科学では実験の再現性が求められる(はやりの捏造はダメデス)。一回性の問題を解消するために、著者の研究チームは上記のSRシステムだけでなく、脳の働きを詳しく調査するために「多次元生体情報記録手法」を開発した。サルの脳に針状の電極を刺したり、シート状の電極を取り付けて各条件における脳活動を記録するとともに、モーションキャプチャーを使ってそのときの身体運用も記録してしまおうという実験手法である。どうせなら脳活動と行動を全部記録してしまおうという考えから生まれたという。脳を細かく分けて機能を調べるのではなく、全体の活動を記録してしまってから気になった箇所を仔細に考察しようというのだ。

 

著者曰く、研究のやり方にはサーチライト型とバケツ型の2タイプがあるという。通常の研究スタイルはサーチライト型の研究で、仮説を立てて実験で検証するやり方である。
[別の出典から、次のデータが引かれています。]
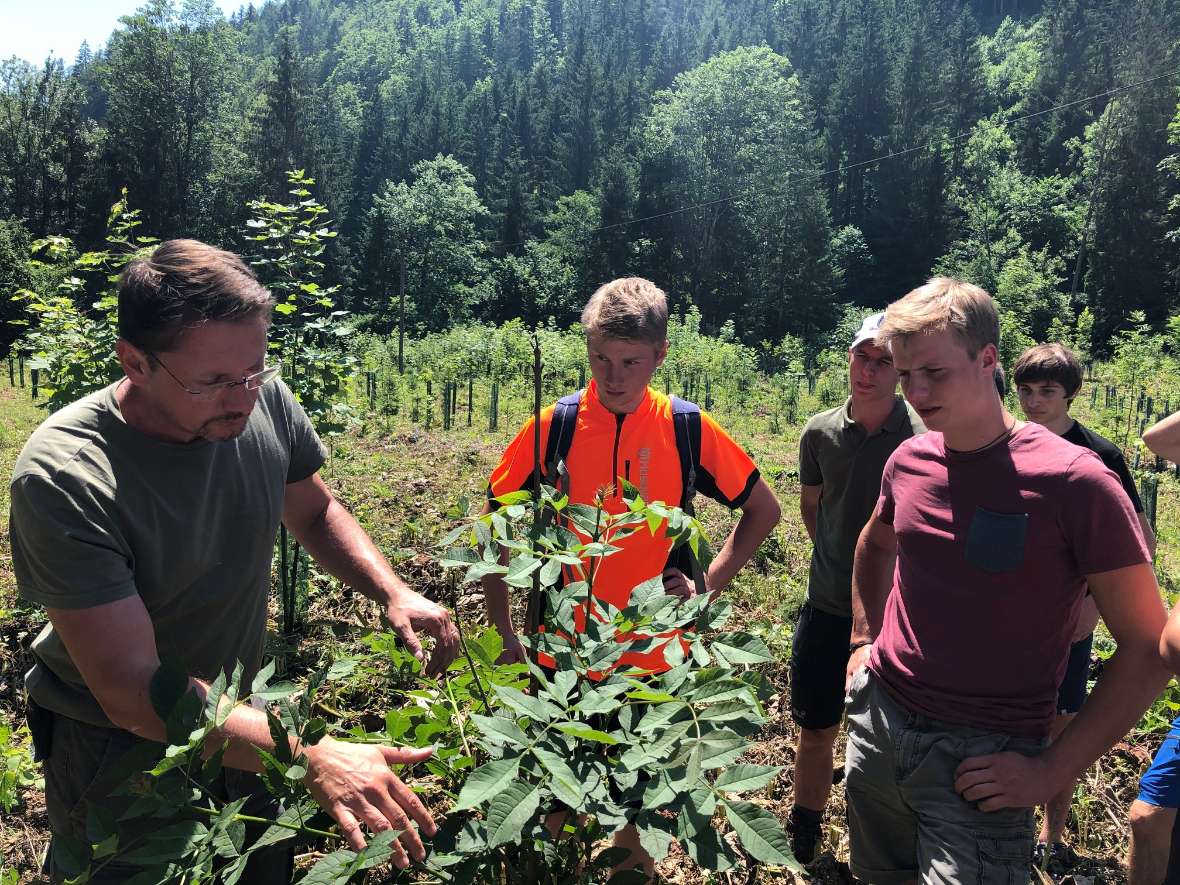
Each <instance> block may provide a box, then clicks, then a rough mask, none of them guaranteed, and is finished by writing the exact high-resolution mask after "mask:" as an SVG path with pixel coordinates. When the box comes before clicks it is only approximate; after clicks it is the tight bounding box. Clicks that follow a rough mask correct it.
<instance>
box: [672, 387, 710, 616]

これに対して著者が採用するバケツ型は何が取れるかわからないけれど、とにかくできる限り記録して、その後で可能な限り検証しようというスタンスであり、サーチライト型とは逆の考え方である。

 

著者の研究チームのすごいところは、記録したデータをウェブで一般公開してしまったところにある。アメリカのNIH(国立衛生研究所)のアンケート調査によると、論文発表後に実験データの公開を義務付けるというアイディアに対して、大半の研究者は反対しているという。その理由で最多だったのが、論文に間違いを見つけられるリスクを避けるためという回答だったのである。選んだテーマについて突き詰めようとする研究者ならば、過去の偉大な先達たちの成功の裏にある論理の綻びやミスから、「完璧な人間などいないのだから、とにかく自分が信じる仮説を公開しよう。」という教訓を大事にするのではないかと思っていたのだが、どうもそうではないらしい。やはり自分こそ完璧だという功名心が彼らを秘密主義に駆り立てるのだろうか。

 

反対に著者は得られた実験データをパブリックドメインに開放することで、早く正解を見つけようという考えである。情報のあり方が中央集権型から離散・ネットワーク型に移行した現在では、このような考え方がこれから主流になりそうである。一人でコソコソ考えないで、みんなで世界の成り立ちを考えないかいというあり方はありだと思う。太っ腹な人物でない限り、このような行動は起こせない。社会脳の研究から得られた知見が、著者の考え方に少なからず影響を与えているのであろう。

 

著者はSRシステムを広く認知してもらうために、映画やテレビの再発明に繋がるようなユニークなコンテンツを開発しようと画策中のようだ。本書が出版されたのは2013年の9月だったが、今はどうなっているのだろう。